Fünf Fakten, die du über den Kartsport vielleicht noch nicht wusstest ...
Der Kartsport gilt als die Schule des Motorsports und hat unzählige Weltmeister hervorgebracht. Doch hinter den kleinen Rennmaschinen verbergen sich zahlreiche spannende Fakten, die selbst eingefleischte Motorsportfans nicht immer kennen. Wir zeigen fünf überraschende Dinge über den Kartrennsport, die Sie vielleicht noch nicht wussten.
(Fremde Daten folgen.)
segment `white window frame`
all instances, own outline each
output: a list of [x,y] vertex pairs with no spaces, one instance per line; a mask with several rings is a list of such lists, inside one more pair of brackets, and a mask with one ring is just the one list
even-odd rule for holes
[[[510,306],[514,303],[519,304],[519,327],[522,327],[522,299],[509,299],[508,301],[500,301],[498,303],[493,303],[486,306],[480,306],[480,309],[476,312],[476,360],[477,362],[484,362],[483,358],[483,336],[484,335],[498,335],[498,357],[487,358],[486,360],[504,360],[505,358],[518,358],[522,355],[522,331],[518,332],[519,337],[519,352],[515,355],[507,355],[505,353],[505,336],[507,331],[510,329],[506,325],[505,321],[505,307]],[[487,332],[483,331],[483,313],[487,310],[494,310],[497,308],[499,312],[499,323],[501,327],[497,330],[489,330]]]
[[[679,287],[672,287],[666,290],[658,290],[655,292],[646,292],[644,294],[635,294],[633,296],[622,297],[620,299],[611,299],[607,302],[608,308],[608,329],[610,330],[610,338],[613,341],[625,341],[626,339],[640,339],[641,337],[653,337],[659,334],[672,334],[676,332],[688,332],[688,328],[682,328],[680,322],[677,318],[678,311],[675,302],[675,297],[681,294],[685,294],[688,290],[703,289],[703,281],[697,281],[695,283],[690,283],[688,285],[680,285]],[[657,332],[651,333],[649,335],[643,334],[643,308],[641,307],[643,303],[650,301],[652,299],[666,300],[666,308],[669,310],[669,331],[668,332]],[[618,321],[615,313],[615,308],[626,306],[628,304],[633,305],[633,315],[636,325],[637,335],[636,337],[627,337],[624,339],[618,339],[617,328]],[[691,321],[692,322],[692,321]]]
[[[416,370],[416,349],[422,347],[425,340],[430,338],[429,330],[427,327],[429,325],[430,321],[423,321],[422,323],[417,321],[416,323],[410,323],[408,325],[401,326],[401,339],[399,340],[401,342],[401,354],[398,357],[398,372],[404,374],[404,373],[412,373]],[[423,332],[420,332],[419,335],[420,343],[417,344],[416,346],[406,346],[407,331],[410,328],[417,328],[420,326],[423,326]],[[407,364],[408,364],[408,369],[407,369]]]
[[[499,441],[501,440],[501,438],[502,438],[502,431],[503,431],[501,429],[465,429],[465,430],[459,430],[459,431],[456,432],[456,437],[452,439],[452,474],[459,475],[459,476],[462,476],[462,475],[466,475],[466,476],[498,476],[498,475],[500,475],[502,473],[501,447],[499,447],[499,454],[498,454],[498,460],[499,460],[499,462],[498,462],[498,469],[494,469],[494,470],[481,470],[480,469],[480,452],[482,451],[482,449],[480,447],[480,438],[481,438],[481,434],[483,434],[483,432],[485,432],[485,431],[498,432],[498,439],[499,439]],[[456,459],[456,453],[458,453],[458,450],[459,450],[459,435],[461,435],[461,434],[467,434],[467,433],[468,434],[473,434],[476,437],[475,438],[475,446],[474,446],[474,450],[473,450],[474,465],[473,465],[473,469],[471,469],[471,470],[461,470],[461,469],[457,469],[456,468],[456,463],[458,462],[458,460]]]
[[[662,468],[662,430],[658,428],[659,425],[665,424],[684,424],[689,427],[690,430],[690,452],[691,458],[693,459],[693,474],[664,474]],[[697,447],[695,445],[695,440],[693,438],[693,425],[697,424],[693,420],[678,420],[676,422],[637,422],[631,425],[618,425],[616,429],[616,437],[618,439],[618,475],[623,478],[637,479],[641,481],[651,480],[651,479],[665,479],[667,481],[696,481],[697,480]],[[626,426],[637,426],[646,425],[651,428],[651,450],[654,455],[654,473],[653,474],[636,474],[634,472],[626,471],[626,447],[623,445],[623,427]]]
1. Das erste Rennkart entstand aus Schrott und einem Rasenmähermotor
Das erste Kart wurde 1956 von Art Ingels und seinem Freund Lou Borelli in Kalifornien gebaut. Der Rahmen bestand aus Stahlrohren, angetrieben wurde das Fahrzeug von einem kleinen Zweitaktmotor aus einem Rasenmäher. Aus dieser Garagenidee entwickelte sich eine weltweite Motorsportdisziplin und ein gesamter Industriezweig.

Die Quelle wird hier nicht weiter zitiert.